Fit another model, this time with an interaction term allowing interaction between size and new, and report the regression results

	Estimate	Std. Error	t value	Pr(>\|t\|)
(Intercept)	-22227.80793	15521.109973	-1.432102	0.1553627
Size	104.43839	9.424079	11.082080	0.0000000
New	-78527.50235	51007.641896	-1.539524	0.1269661
Size:New	61.91588	21.685692	2.855149	0.0052716

For this model, the size of the house and the interaction between “newness” and size were deemed to be significant in predicting the price of a house. Unlike the previous models, “New” in itself was not considered to be significant.

Report the lines relating the predicted selling price to the size for homes that are (i) new, (ii) not new.

Selling Price = -22227.81 + 104.44(Size) + (-78527.5 for a new house) + (61.92 * size * new house)

Find the predicted selling price for a home of 3000 square feet that is (i) new, (ii) not new.

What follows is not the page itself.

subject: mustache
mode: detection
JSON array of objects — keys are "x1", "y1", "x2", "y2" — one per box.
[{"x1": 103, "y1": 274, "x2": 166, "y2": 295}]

For a new, 3000 square foot house, the predicted price will be $398307.51

For an older, 3000 square foot house, the predicted price will be $291149.28

Find the predicted selling price for a home of 1500 square feet that is (i) new, (ii) not new. Comparing to (F), explain how the difference in predicted selling prices changes as the size of home increases.

For a new, 1500 square foot house, the predicted price will be $148776.1

For an older, 1500 square foot house, the predicted price will be $134491.69

The size in home will raise the predicted selling price of the home, which is a common reality. - Do you think the model with interaction or the one without it represents the relationship of size and new to the outcome price? What makes you prefer one model over another?

Using adjust R Squared as a way to determine which model does better, the interaction model wins out as its Adjusted RSquared of .736 is slightly higher than the regular model, which has an Adjusted RSquared of .717. I think both models do a sufficient job of explaining the reality that the size of a home does increase the cost. I would prefer the interaction model only because it does help validate my thinking that the size of a house combined with its “newness” makes a difference, which happens to be reflected by the fact that the interaction term was deemed to be statistically significant, at least using these two parameters as predictors.